Marie Gewirtz

Earlier this week, with smoke finally dispersed by welcome rains, I was driving a carpool of teenagers through Santa Rosa at the break of dawn. The autumn golden light of the rising sun highlighted seasonal colors of surrounding vineyards. Even trees blackened by last year’s fires, moist from recent rains, were glistening.

I thought of the complete and utter devastation of Paradise, as I looked at our land recovering from the firestorms. Once again I felt tremendous gratitude for our vineyards, which served as a firebreak in preserving landscape and our agricultural crops. 
It’s hard to imagine that something far worse than what we experienced last year has taken place in neighboring Paradise. And, now, one year later, I appreciate even more the tightness of our wine community, which continues to reach out in so many ways in rebuilding our towns.
I blurted out to these teenagers, who no doubt thought I was a bit crazy, “I. Love. Wine. I love absolutely everything about wine.”
I love the way the land is blanketed throughout all seasons in colors from spring green to the deep greens of late summer, followed by a sea of brilliant yellows and oranges, eventually turning to rust as vineyard leaves drop preparing the barren vines for the cold and hopefully rainy months of winter.
The vines provide a visual expression of how I feel as the seasons change.  There is a visceral relief I feel when grapes have been harvested and the vines shut down for the season of quiet and hibernation. For me, hibernation means a time of going inward with more hours devoted to reading and writing.
Then my thoughts turned to the holidays and being surrounded by the warmth and love of family and friends. I thought of how much more I enjoy pairing favorite wines with hearty winter meals: A robust zinfandel with slow cooked beef stroganoff, an elegant pinot noir with a rack of lamb. I brought back a Penner-Ash Old Vine Riesling, from a recent trip to McMinnville, Oregon, for our Thanksgiving turkey. It was a perfect match for the diverse seasonings and flavors introduced in a holiday meal.
There is something about the restraint of winter that makes wine taste better. Perhaps it’s that we spend more time inside, and eating becomes a welcome distraction with our palates becoming more astute. Taking the time to crack a fresh walnut and putting a dollop of Valley Ford Creamery “Grazin’ Girl” Gorgonzola cheese on top, then washing it down with a cuvée of Grenache, Syrah, Mourvedre and Counoise.
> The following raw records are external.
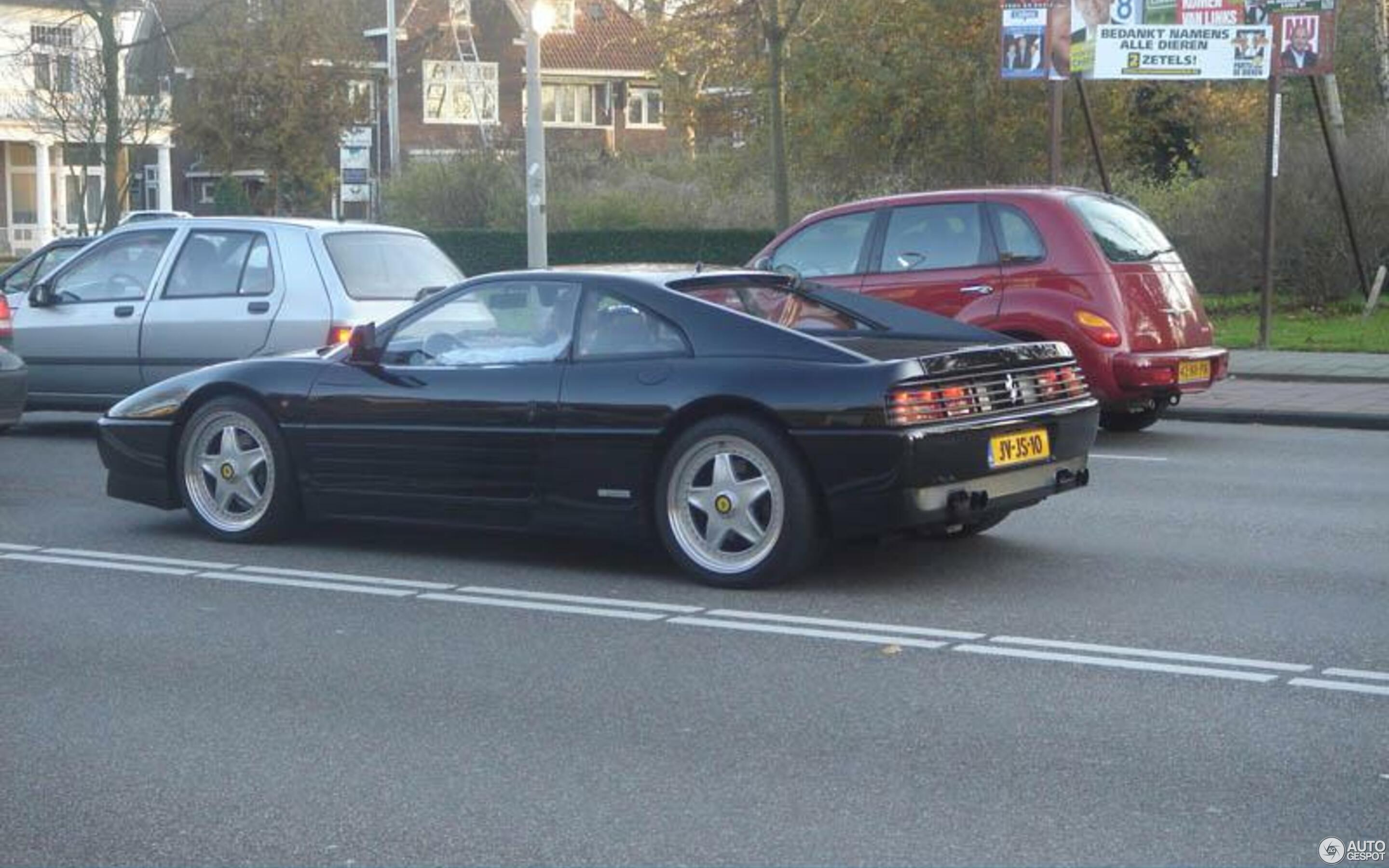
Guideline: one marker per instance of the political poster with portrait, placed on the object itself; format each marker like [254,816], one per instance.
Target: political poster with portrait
[1306,43]
[1183,53]
[1024,42]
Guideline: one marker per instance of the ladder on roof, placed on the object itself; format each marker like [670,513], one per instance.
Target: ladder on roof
[467,51]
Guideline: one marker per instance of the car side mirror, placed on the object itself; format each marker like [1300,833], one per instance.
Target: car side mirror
[42,295]
[362,345]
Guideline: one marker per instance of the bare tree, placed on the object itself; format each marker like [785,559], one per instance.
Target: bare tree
[70,105]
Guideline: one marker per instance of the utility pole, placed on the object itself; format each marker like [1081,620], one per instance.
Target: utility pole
[392,88]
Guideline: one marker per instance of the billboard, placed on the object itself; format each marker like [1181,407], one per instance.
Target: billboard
[1184,53]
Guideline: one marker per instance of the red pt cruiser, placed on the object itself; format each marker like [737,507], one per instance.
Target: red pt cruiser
[1038,264]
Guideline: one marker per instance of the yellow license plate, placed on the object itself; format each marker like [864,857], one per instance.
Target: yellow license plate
[1194,373]
[1021,448]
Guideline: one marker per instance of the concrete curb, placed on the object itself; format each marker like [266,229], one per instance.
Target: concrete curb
[1242,416]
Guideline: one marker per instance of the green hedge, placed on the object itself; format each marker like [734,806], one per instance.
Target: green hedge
[485,250]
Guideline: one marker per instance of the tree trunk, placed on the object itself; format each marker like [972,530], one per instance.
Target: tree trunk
[1383,51]
[777,53]
[110,110]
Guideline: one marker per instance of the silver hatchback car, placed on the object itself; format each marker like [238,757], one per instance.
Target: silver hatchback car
[155,299]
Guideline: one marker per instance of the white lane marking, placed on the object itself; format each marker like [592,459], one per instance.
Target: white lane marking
[1183,656]
[858,625]
[142,559]
[1126,457]
[813,634]
[73,561]
[537,595]
[1339,685]
[1356,674]
[341,577]
[1115,663]
[544,608]
[356,589]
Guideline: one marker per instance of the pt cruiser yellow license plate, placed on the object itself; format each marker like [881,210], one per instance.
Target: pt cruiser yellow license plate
[1194,373]
[1020,448]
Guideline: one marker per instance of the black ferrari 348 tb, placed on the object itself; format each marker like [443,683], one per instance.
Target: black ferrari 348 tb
[741,417]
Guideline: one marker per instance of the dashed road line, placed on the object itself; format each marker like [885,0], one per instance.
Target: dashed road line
[804,631]
[1181,656]
[1339,685]
[1116,663]
[866,632]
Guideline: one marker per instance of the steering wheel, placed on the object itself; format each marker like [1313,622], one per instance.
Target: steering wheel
[439,343]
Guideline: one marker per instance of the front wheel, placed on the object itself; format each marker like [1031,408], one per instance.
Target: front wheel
[234,473]
[1120,421]
[735,506]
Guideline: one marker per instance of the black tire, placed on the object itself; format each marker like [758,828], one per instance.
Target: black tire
[1118,421]
[962,531]
[281,512]
[791,528]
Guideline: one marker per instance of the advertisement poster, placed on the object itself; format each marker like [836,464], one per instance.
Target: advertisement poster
[1306,43]
[1024,43]
[1183,53]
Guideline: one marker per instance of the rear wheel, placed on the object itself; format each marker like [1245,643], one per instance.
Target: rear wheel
[962,531]
[234,473]
[1121,421]
[735,506]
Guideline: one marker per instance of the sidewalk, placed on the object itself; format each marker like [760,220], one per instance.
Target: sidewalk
[1312,389]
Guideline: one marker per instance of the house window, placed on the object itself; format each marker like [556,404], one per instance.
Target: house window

It is such a luxury.
One of my favorite winter traditions is popping rich, nutty, heirloom red popcorn from the farmers’ market, pairing it with a Gloria Ferrer Blanc de Noirs, snuggling up to a cozy fire, while becoming absorbed in a riveting 600-page book. Doesn’t get much better than this.
This holiday season our family has made a pact to donate to causes and organizations that touch our individual hearts, while giving each other the gift of time in being together. The few material things we might offer will be handmade by friends or purchased locally. Sonoma County wine is at the top of my list, as are baskets of food including colorful persimmons, pomegranates, walnuts, local nut butters and jams, as well as homemade pies and cakes from the Alexander Valley Ladies Aid Bazaar, which will be held Saturday, Dec. 1 at the Alexander Valley Community Church.
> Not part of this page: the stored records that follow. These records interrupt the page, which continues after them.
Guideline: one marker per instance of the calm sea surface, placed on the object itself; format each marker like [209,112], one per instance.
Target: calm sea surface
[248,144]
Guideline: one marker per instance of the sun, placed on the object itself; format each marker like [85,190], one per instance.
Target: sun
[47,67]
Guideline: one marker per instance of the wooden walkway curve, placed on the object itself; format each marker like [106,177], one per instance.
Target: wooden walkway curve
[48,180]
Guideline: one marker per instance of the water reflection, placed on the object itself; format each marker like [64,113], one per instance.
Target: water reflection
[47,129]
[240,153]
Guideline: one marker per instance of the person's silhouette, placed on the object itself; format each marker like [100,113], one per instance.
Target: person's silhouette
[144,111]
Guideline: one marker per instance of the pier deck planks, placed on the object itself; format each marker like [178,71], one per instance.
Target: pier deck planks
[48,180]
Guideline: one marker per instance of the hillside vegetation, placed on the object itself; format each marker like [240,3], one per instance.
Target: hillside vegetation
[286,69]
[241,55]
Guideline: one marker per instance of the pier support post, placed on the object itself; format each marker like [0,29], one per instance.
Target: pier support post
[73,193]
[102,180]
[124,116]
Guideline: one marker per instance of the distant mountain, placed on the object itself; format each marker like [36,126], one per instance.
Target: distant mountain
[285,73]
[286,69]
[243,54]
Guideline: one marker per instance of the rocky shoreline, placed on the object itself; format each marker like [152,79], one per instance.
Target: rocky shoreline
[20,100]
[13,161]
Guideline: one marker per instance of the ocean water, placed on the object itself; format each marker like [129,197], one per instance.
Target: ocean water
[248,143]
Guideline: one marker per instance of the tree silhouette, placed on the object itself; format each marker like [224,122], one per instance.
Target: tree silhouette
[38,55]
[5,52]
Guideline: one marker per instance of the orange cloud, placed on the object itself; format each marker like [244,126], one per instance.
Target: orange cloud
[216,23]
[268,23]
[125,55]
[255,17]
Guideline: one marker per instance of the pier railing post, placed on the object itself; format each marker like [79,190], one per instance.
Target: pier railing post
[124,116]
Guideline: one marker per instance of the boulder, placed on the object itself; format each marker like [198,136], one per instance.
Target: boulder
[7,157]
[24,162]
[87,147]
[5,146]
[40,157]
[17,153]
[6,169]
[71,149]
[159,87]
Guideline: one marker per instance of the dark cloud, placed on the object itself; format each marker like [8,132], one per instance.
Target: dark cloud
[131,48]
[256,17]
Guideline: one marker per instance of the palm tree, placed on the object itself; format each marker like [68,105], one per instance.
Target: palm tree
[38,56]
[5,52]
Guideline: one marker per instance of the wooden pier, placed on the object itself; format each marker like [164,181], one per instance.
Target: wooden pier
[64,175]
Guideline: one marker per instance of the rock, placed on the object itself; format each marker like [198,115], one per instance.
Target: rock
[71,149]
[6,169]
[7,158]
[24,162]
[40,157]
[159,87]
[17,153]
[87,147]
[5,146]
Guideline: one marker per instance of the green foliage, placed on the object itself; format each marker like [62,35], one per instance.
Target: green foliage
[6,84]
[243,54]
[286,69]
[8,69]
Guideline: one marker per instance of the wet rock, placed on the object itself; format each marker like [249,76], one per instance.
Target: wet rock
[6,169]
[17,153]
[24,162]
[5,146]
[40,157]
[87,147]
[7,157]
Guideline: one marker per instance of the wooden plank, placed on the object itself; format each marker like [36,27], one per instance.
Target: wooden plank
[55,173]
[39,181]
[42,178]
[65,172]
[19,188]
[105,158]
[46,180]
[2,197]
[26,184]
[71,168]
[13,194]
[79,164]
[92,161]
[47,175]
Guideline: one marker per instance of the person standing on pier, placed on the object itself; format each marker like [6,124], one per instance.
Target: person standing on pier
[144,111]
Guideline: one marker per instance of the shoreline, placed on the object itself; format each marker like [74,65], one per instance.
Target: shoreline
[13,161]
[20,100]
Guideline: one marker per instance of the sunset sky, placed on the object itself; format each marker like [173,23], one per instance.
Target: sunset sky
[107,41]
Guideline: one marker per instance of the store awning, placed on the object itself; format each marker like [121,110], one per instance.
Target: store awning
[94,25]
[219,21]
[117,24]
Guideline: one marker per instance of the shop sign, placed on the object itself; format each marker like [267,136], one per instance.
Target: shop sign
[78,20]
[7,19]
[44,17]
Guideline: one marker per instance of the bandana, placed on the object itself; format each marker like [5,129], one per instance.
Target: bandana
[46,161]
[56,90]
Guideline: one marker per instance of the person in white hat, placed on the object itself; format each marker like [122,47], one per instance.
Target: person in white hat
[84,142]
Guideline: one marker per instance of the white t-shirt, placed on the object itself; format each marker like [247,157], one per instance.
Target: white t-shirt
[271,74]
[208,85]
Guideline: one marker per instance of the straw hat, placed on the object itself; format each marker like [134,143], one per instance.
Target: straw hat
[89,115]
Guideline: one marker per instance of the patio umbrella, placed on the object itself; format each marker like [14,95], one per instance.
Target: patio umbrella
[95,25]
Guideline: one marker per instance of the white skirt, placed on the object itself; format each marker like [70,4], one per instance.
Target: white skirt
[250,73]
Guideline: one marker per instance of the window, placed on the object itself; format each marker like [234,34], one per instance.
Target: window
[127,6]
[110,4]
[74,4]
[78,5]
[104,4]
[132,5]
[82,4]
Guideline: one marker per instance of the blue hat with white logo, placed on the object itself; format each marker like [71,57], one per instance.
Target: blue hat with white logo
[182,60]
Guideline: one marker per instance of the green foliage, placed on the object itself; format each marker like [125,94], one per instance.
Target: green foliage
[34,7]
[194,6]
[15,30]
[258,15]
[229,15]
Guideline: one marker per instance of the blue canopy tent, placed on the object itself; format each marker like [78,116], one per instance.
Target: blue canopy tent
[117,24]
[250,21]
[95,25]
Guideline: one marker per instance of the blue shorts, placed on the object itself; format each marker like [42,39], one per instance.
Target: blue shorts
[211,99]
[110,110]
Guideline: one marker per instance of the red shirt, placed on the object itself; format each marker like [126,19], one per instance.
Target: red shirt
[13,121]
We have so very much for which to be grateful. During this month of holiday spirit, remember to smile widely and often, to generously give material gifts to those in need and the gift of love and time to everyone else. Thank your neighboring farmers and vintners, and, if you believe in Santa, next to the glass of milk and cookie, please leave him or her a bottle of your favorite Sonoma County wine.